Yeah I studied filmmaking, specifically screenwriting, and @catalog 's right that film school pretty much put me off of filmmaking. I wrote a short film at my first college in upstate NY, which my friends there made into a film after I transferred to Chicago. The whole production was kept as a surprise, which was easy because I don't use social media, until a mutual friend accidentally spilled the beans by showing me a post with my friend holding one of those take clappers.
i just watched it. good structure to the script, but some shocking sound editing means i lost focus. interesting decision the directors made to not use any close ups at all. that meant the actors needed to do more and they were a bit ropey tbh. but nicely shot and sort of poignant by the end, although i never really got why he was so arsed about the farm anyway. must've missed that. that scene where they confront him as hes fixing the car was almost brilliant in its wrongness. it has made me want to go back and watch the first film i ever made.
Yeah I was into organizing the whole production, which although I know nothing of producing would have made me a sort of producer, but I got the sense that people weren't really into it, that they were being nice - a prevalent insecurity. It was only after I made the decision and filled out the forms to transfer that I understood people were actually serious and even passionate about making the film, and I had to let them know I was leaving.
And so I thought it was dead in the water, and I knew I couldn't adapt the story to fit where I was going (Chicago). But apparently a wonderful time was being had throughout the production. So I really have no idea what would be different about the film if I had stayed. The key thing that was switched in the script: I had John, whose sister it was that died, tell Stephen, here boyfriend, that he loved him. It was a sort of exclamation point to the story, but maybe for some reason it didn't work out.
In any case, I think they did a great job considering it was many/all of our first times making a film - but you're right. The sound I think was a red flag early for other viewers as well. They hammer it into you early that bad sound is one of the first things you have to overcome.
But hey I don't know how far my orchestrations would've gone. Directing, even producing, would likely prove to be an exhausting juggling act in my case. But thank you for watching it, and for the feedback. I hadn't even noticed the lack of close ups - which shows how dull the eye can get.

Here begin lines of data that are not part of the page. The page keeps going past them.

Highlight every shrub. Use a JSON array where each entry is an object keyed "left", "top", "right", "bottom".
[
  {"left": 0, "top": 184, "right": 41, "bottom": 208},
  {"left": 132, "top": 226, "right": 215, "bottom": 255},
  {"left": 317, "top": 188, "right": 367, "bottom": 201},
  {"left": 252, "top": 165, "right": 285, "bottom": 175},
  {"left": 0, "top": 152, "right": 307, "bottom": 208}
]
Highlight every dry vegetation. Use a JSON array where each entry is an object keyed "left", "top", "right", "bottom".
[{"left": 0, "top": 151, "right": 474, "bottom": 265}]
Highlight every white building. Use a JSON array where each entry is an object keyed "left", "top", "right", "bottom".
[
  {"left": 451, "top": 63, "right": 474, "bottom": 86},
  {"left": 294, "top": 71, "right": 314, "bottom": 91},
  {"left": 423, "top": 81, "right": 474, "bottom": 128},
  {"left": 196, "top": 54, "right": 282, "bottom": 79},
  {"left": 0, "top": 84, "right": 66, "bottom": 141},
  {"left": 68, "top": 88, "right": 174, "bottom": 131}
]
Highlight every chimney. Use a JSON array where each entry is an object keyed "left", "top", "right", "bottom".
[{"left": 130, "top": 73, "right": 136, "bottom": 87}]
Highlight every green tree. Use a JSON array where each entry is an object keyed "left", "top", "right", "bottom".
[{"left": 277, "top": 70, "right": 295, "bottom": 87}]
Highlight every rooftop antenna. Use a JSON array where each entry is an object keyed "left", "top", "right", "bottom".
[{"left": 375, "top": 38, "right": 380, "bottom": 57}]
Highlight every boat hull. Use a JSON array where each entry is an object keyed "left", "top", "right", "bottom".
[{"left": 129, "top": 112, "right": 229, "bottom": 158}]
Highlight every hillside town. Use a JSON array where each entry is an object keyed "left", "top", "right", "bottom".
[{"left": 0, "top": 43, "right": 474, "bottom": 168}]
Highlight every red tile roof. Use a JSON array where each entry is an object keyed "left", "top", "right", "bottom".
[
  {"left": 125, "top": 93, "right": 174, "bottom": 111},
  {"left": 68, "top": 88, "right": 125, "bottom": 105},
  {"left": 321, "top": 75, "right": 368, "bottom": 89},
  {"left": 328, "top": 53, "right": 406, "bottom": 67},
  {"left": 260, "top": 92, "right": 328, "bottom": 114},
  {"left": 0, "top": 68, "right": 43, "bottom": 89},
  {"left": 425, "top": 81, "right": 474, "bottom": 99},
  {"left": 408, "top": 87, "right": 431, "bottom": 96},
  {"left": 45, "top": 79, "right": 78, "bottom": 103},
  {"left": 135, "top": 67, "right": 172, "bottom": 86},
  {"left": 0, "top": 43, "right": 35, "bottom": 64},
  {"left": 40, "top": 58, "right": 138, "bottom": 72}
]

the first film i made, we used two cameras cos we thought it would be better, would be able to cross shoot one scene, save time. total balls up, the settings on each one were different, so it looked like completely different worlds between cuts. madness. great fun making a film tho, even though at the time it's like a living hell.
I was making a film a few years back. We didn't bother scripting it though. We just made it up as we went along. Some of the best fun I've ever had that. Very productive. Unfortunately the material was very heavy and it gave my collaborator a nervous breakdown. He's addicted to codeine now and he never leaves the house
Woops was in at least two scenes. I guess it is just another thing to add to the pile of mythical lost works. Alongside the Miles Davis and Jimi Hendrix sessions. Orson Welles filming Don Quixote. The Jodorowsky Dune.